# AB Test: Comparing Bidding Methods' Conversion

#### 1) BUSINESS PROBLEM

Facebook recently introduced a new bidding method called "average bidding" as an alternative to the existing "maximum bidding" method. One of our clients, bombabomba.com, has decided to test this new feature and wants to conduct an A/B test to determine if average bidding brings in more conversions compared to maximum bidding.

The A/B test has been running for 1 month, and bombabomba.com is now looking for you to analyze the results of this A/B test. The ultimate success metric for bombabomba.com is "Purchase." Therefore, the focus should be on the Purchase metric for statistical testing.

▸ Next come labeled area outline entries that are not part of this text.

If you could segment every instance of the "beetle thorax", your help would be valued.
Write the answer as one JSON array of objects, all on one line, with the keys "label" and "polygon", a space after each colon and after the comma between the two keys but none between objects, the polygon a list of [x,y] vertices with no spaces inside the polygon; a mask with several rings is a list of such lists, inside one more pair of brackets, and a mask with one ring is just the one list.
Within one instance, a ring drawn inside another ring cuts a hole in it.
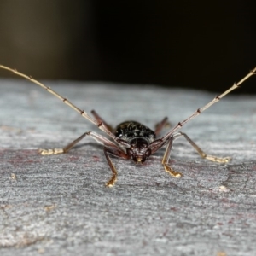
[{"label": "beetle thorax", "polygon": [[131,140],[131,148],[127,148],[127,154],[136,163],[144,162],[151,154],[151,149],[148,148],[148,140],[137,137]]}]

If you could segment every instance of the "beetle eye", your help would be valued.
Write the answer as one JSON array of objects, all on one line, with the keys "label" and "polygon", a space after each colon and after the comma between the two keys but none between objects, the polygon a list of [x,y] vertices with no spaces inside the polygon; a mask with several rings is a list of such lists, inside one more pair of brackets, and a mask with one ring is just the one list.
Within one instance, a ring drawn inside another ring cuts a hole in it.
[{"label": "beetle eye", "polygon": [[133,151],[131,148],[127,148],[127,154],[131,156],[133,154]]},{"label": "beetle eye", "polygon": [[148,149],[146,151],[145,154],[146,154],[146,157],[147,157],[147,158],[149,157],[150,154],[151,154],[151,149],[148,148]]}]

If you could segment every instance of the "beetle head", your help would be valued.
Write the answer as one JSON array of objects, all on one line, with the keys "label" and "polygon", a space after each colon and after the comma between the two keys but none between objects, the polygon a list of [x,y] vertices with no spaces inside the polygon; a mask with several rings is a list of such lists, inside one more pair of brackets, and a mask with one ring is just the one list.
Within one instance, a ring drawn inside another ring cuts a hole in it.
[{"label": "beetle head", "polygon": [[127,148],[127,154],[135,163],[144,162],[151,154],[148,148],[148,142],[143,138],[134,138],[130,142],[131,147]]}]

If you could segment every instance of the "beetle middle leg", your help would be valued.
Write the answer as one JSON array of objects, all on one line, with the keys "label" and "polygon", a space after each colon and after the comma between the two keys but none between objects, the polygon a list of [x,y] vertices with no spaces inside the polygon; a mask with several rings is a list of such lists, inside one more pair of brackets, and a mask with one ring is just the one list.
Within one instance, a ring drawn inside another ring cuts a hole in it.
[{"label": "beetle middle leg", "polygon": [[106,183],[106,186],[107,187],[113,187],[114,185],[116,180],[117,180],[117,174],[118,173],[117,173],[116,168],[113,166],[108,154],[113,154],[117,157],[121,157],[121,158],[124,158],[124,159],[129,159],[129,156],[125,152],[123,152],[122,150],[120,150],[118,148],[107,148],[107,147],[105,147],[104,148],[104,154],[105,154],[107,161],[108,163],[108,166],[109,166],[109,167],[112,171],[112,173],[113,173],[112,177]]},{"label": "beetle middle leg", "polygon": [[169,141],[169,143],[167,144],[167,148],[166,148],[166,153],[165,153],[163,160],[162,160],[162,165],[164,166],[166,172],[168,172],[170,175],[172,175],[174,177],[182,177],[182,173],[174,171],[168,165],[168,160],[169,160],[169,158],[170,158],[170,154],[171,154],[171,150],[172,150],[172,146],[173,140],[174,140],[174,137],[171,137],[170,141]]},{"label": "beetle middle leg", "polygon": [[217,157],[215,155],[207,154],[202,151],[189,137],[183,132],[177,133],[177,137],[183,136],[185,139],[190,143],[190,145],[197,151],[197,153],[202,157],[212,162],[227,163],[231,160],[230,157]]},{"label": "beetle middle leg", "polygon": [[155,135],[158,136],[166,126],[171,126],[170,123],[168,122],[168,118],[166,117],[165,117],[160,123],[156,124],[154,129]]}]

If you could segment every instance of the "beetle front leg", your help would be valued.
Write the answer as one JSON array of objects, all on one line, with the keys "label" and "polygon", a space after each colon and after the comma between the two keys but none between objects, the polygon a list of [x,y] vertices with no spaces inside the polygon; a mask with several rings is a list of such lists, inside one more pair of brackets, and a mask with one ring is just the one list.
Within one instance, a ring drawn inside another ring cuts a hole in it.
[{"label": "beetle front leg", "polygon": [[122,157],[122,158],[125,158],[125,159],[129,159],[129,156],[123,151],[121,151],[120,149],[119,148],[104,148],[104,154],[105,154],[105,156],[106,156],[106,159],[107,159],[107,161],[109,165],[109,167],[112,171],[112,177],[109,179],[109,181],[106,183],[106,186],[107,187],[113,187],[117,180],[117,171],[116,171],[116,168],[115,166],[113,166],[108,154],[113,154],[115,156],[118,156],[118,157]]},{"label": "beetle front leg", "polygon": [[168,166],[168,160],[170,158],[173,140],[174,140],[174,137],[171,137],[171,138],[168,142],[168,145],[167,145],[165,155],[162,160],[162,165],[164,166],[166,172],[168,172],[170,175],[172,175],[174,177],[181,177],[182,173],[174,171],[170,166]]}]

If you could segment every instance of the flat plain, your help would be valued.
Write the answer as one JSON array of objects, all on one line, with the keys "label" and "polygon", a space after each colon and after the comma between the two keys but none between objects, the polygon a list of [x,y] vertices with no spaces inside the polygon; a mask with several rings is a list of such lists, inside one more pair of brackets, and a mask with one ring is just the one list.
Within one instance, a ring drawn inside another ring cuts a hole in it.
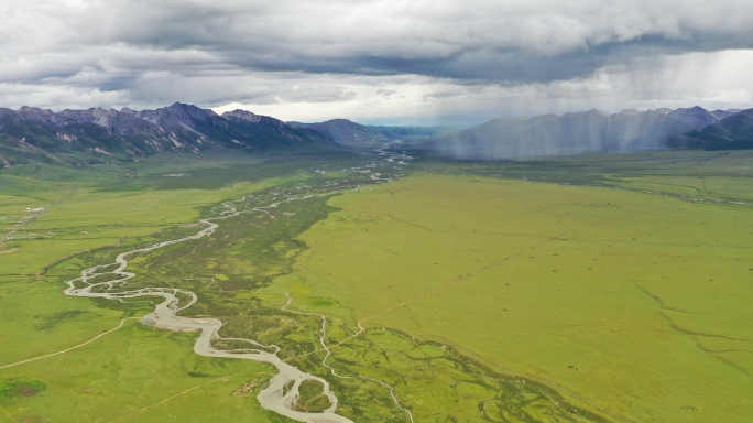
[{"label": "flat plain", "polygon": [[[99,181],[2,175],[7,232],[33,217],[28,208],[64,200],[3,242],[0,380],[12,394],[0,415],[284,421],[254,398],[271,367],[194,356],[190,334],[134,319],[3,368],[149,312],[59,292],[117,251],[195,231],[228,200],[249,213],[207,241],[134,259],[132,283],[196,292],[186,315],[280,345],[331,383],[354,421],[753,414],[747,153],[374,163],[152,159],[130,176],[99,170]],[[373,184],[374,172],[396,178]],[[254,210],[281,195],[295,200]]]}]

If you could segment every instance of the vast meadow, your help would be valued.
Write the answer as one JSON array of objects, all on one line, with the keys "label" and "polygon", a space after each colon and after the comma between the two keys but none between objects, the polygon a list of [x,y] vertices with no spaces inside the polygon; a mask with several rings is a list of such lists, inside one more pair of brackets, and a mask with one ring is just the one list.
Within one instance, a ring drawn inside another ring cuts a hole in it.
[{"label": "vast meadow", "polygon": [[[255,399],[271,366],[194,355],[195,335],[139,323],[151,302],[62,294],[226,203],[242,213],[134,257],[129,283],[192,290],[183,314],[280,346],[353,421],[744,422],[752,166],[339,154],[0,174],[0,421],[287,421]],[[326,409],[319,392],[296,406]]]}]

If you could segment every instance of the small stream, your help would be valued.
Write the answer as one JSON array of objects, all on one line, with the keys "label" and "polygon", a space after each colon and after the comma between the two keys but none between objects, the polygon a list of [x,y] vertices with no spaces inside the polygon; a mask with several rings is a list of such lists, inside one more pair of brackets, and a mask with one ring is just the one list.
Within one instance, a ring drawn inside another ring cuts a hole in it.
[{"label": "small stream", "polygon": [[[385,162],[395,165],[395,164],[404,164],[406,161],[411,160],[412,158],[405,155],[405,154],[400,154],[400,153],[392,153],[386,148],[380,148],[375,150],[376,154],[379,154],[381,160],[384,160]],[[351,169],[351,171],[357,172],[357,173],[368,173],[370,174],[370,181],[369,183],[385,183],[391,181],[390,178],[382,177],[381,174],[373,172],[375,167],[375,164],[370,164],[367,165],[365,167],[354,167]],[[291,196],[288,194],[281,194],[280,197],[273,197],[272,203],[269,203],[265,206],[255,206],[251,208],[250,210],[255,210],[255,212],[265,212],[269,213],[269,208],[274,208],[276,207],[280,203],[283,202],[292,202],[296,199],[305,199],[305,198],[310,198],[315,195],[329,195],[336,192],[340,192],[343,189],[348,188],[358,188],[358,185],[339,185],[339,184],[334,184],[337,185],[337,188],[335,191],[330,191],[327,193],[319,193],[319,194],[306,194],[303,196]],[[331,183],[324,185],[323,187],[327,188],[329,186],[332,186]],[[244,197],[242,200],[251,198],[252,196]],[[296,367],[293,367],[277,357],[277,352],[280,351],[280,347],[276,345],[262,345],[253,339],[240,339],[240,338],[228,338],[232,339],[236,341],[244,341],[249,344],[248,348],[244,349],[233,349],[233,350],[220,350],[215,347],[212,347],[212,340],[216,339],[223,339],[219,335],[219,330],[222,327],[222,322],[220,322],[217,318],[211,318],[211,317],[185,317],[185,316],[178,316],[177,313],[190,307],[193,304],[196,303],[197,297],[196,294],[192,291],[184,290],[184,289],[177,289],[177,288],[140,288],[140,289],[133,289],[133,290],[128,290],[128,281],[132,278],[135,276],[135,273],[127,271],[128,268],[128,259],[132,258],[137,254],[140,253],[145,253],[149,251],[153,251],[160,248],[164,248],[167,246],[172,246],[175,243],[179,242],[186,242],[186,241],[192,241],[192,240],[198,240],[201,238],[205,238],[211,234],[214,234],[217,228],[219,228],[219,221],[231,218],[233,216],[238,216],[239,214],[244,213],[244,212],[239,212],[236,206],[233,206],[233,203],[225,203],[223,204],[223,209],[219,213],[217,217],[212,218],[207,218],[207,219],[201,219],[199,220],[200,224],[204,226],[204,228],[198,231],[197,234],[186,236],[183,238],[178,239],[173,239],[173,240],[167,240],[163,242],[157,242],[148,247],[134,249],[131,251],[126,251],[116,258],[114,262],[111,263],[106,263],[106,264],[100,264],[100,265],[95,265],[89,269],[85,269],[81,271],[80,278],[67,281],[66,283],[68,284],[68,288],[64,291],[66,295],[72,295],[72,296],[83,296],[83,297],[98,297],[98,299],[108,299],[108,300],[116,300],[116,301],[126,301],[129,299],[138,299],[138,297],[162,297],[163,301],[157,304],[154,308],[153,312],[146,314],[145,316],[141,317],[141,323],[144,325],[150,325],[154,327],[159,327],[162,329],[167,329],[167,330],[176,330],[176,332],[199,332],[200,335],[196,339],[196,343],[194,344],[194,351],[198,355],[206,356],[206,357],[222,357],[222,358],[236,358],[236,359],[243,359],[243,360],[254,360],[254,361],[260,361],[260,362],[268,362],[273,365],[277,369],[277,375],[272,377],[272,379],[269,381],[269,386],[264,388],[259,395],[257,395],[257,399],[259,400],[260,404],[266,409],[274,411],[277,414],[284,415],[286,417],[297,420],[301,422],[310,422],[310,423],[341,423],[341,422],[350,422],[352,423],[351,420],[341,416],[339,414],[336,414],[337,411],[337,404],[338,404],[338,399],[335,395],[335,393],[330,390],[329,383],[327,380],[306,373]],[[108,268],[112,268],[113,265],[117,265],[114,270],[107,270]],[[94,282],[92,280],[96,276],[100,275],[110,275],[110,279],[105,281],[105,282]],[[114,276],[114,278],[112,278]],[[184,303],[186,302],[186,299],[189,299],[187,304],[181,306],[181,299],[183,299]],[[290,305],[290,296],[288,296],[288,303]],[[287,306],[285,305],[285,307]],[[324,343],[324,338],[326,336],[325,332],[325,324],[326,324],[326,318],[323,317],[323,335],[321,335],[321,345],[326,348],[326,345]],[[273,350],[273,352],[271,352]],[[327,355],[329,356],[329,354]],[[325,358],[326,360],[326,358]],[[331,369],[329,366],[326,365],[326,362],[323,362],[327,368],[329,368],[332,371],[334,376],[337,376],[334,372],[334,369]],[[324,386],[324,394],[329,398],[329,401],[331,402],[331,406],[328,410],[325,410],[324,412],[320,413],[307,413],[307,412],[302,412],[302,411],[295,411],[293,410],[293,404],[296,402],[299,393],[298,393],[298,387],[301,386],[301,382],[307,379],[313,379],[317,380],[323,383]],[[284,390],[284,387],[290,383],[291,381],[294,382],[293,387],[288,390]],[[379,382],[379,381],[378,381]],[[383,382],[380,382],[384,384]],[[390,387],[388,387],[390,388]],[[391,389],[391,388],[390,388]],[[393,393],[394,398],[394,393]],[[396,399],[395,399],[396,401]],[[397,404],[397,406],[401,406]],[[401,406],[402,409],[402,406]],[[408,412],[410,415],[410,412]],[[413,417],[411,416],[411,420]]]}]

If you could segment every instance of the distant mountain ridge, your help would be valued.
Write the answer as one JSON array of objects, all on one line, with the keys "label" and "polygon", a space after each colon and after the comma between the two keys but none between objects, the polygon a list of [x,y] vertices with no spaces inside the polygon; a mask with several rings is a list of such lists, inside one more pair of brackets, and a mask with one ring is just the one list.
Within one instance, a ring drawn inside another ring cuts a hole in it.
[{"label": "distant mountain ridge", "polygon": [[419,139],[434,137],[456,130],[447,127],[385,127],[360,124],[348,119],[332,119],[317,123],[288,122],[310,129],[331,139],[338,144],[348,147],[369,147],[393,140]]},{"label": "distant mountain ridge", "polygon": [[746,150],[753,149],[753,109],[742,110],[701,130],[674,137],[668,145],[678,149]]},{"label": "distant mountain ridge", "polygon": [[0,108],[0,160],[37,158],[62,161],[61,154],[146,156],[160,152],[198,153],[211,148],[270,151],[330,145],[320,133],[244,110],[217,115],[175,102],[155,110],[91,108]]},{"label": "distant mountain ridge", "polygon": [[679,143],[673,140],[738,115],[734,111],[708,111],[694,107],[648,111],[632,109],[614,115],[589,110],[542,115],[528,119],[495,119],[467,130],[436,137],[425,147],[440,155],[463,160],[526,160],[673,147],[702,148],[697,147],[698,143]]}]

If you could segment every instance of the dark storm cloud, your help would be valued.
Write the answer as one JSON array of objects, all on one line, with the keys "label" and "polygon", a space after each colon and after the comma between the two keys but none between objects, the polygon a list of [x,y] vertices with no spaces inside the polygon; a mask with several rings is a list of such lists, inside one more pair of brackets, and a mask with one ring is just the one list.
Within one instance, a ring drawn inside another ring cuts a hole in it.
[{"label": "dark storm cloud", "polygon": [[11,1],[0,6],[0,94],[273,102],[302,74],[332,86],[286,96],[351,98],[342,75],[514,87],[751,48],[750,28],[753,2],[735,0]]}]

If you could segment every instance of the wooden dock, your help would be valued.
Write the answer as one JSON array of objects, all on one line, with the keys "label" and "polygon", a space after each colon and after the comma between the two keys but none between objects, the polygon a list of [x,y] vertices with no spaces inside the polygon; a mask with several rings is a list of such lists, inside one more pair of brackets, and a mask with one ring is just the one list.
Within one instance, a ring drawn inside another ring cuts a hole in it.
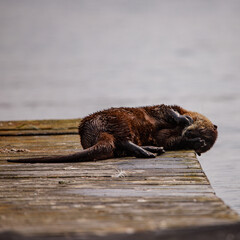
[{"label": "wooden dock", "polygon": [[17,164],[79,151],[79,119],[0,122],[0,239],[240,239],[192,151]]}]

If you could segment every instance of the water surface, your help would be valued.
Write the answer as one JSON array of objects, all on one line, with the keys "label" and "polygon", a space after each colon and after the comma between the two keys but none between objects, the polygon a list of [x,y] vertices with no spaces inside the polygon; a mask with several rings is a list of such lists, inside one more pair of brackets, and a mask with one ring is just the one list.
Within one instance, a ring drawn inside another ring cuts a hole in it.
[{"label": "water surface", "polygon": [[240,1],[1,0],[0,120],[179,104],[219,127],[199,159],[240,213]]}]

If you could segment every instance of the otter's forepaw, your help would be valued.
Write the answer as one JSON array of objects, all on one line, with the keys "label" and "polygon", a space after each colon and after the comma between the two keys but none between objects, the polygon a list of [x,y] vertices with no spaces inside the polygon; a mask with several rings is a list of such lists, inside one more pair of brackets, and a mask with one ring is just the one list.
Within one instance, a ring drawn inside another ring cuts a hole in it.
[{"label": "otter's forepaw", "polygon": [[193,123],[193,119],[190,116],[181,115],[173,109],[171,109],[170,115],[177,125],[190,126]]},{"label": "otter's forepaw", "polygon": [[189,142],[189,145],[194,149],[194,150],[198,150],[201,148],[204,148],[206,146],[206,142],[205,140],[201,139],[201,138],[192,138],[192,139],[188,139],[187,140]]}]

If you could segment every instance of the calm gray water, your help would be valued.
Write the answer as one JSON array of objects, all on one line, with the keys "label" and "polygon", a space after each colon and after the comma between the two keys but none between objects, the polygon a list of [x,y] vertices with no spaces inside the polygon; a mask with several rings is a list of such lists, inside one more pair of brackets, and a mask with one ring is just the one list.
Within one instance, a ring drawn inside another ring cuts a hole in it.
[{"label": "calm gray water", "polygon": [[179,104],[219,127],[200,157],[240,213],[240,1],[0,0],[0,120]]}]

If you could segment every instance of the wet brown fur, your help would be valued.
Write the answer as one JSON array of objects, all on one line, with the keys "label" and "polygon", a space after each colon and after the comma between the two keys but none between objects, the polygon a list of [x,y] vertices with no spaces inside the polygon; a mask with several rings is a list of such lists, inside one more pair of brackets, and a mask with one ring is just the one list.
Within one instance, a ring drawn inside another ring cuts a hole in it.
[{"label": "wet brown fur", "polygon": [[[190,116],[191,118],[189,118]],[[179,106],[156,105],[138,108],[110,108],[85,117],[79,126],[79,153],[13,162],[79,162],[113,157],[155,157],[166,150],[209,150],[217,129],[203,115]]]}]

The dataset used in this project contains information about a company's website, including the number of ad impressions, clicks on ads, and earnings generated from these ads. There are two separate datasets for the control and test groups, which can be found in the ab_testing.xlsx file on different sheets. Maximum Bidding was applied to the control group, while Average Bidding was applied to the test group.

### Dataset Story

This dataset comprises information related to a company's website, encompassing details such as the quantity of ads viewed and clicked by users, alongside revenue figures derived from these interactions. Two distinct datasets are available, designated for the control and test groups, respectively. These datasets are organized on separate pages within the spreadsheet file. Maximum bidding has been implemented for the control group, while the test group is subjected to average bidding.

### Variables

- **Impression**: Number of ad impressions
- **Click**: Number of clicks on ads
- **Purchase**: Number of products purchased after clicking on ads
- **Earning**: Revenue generated from the purchased products

### 2 ) Data Understanding

In [2]:
## Import library and functions

import itertools
import numpy as np
import pandas as pd
import matplotlib.pyplot as plt
import seaborn as sns
!pip install statsmodels
import statsmodels.stats.api as sms
from scipy.stats import ttest_1samp, shapiro, levene, ttest_ind, mannwhitneyu, \
    pearsonr, spearmanr, kendalltau, f_oneway, kruskal
from statsmodels.stats.proportion import proportions_ztest
from statsmodels.stats.multicomp import MultiComparison

pd.set_option('display.max_columns', None)
pd.set_option('display.max_rows', 10)
pd.set_option('display.float_format', lambda x: '%.5f' % x)



In [3]:
# Load the dataset

df_control = pd.read_excel("ab_testing.xlsx",sheet_name="Control Group")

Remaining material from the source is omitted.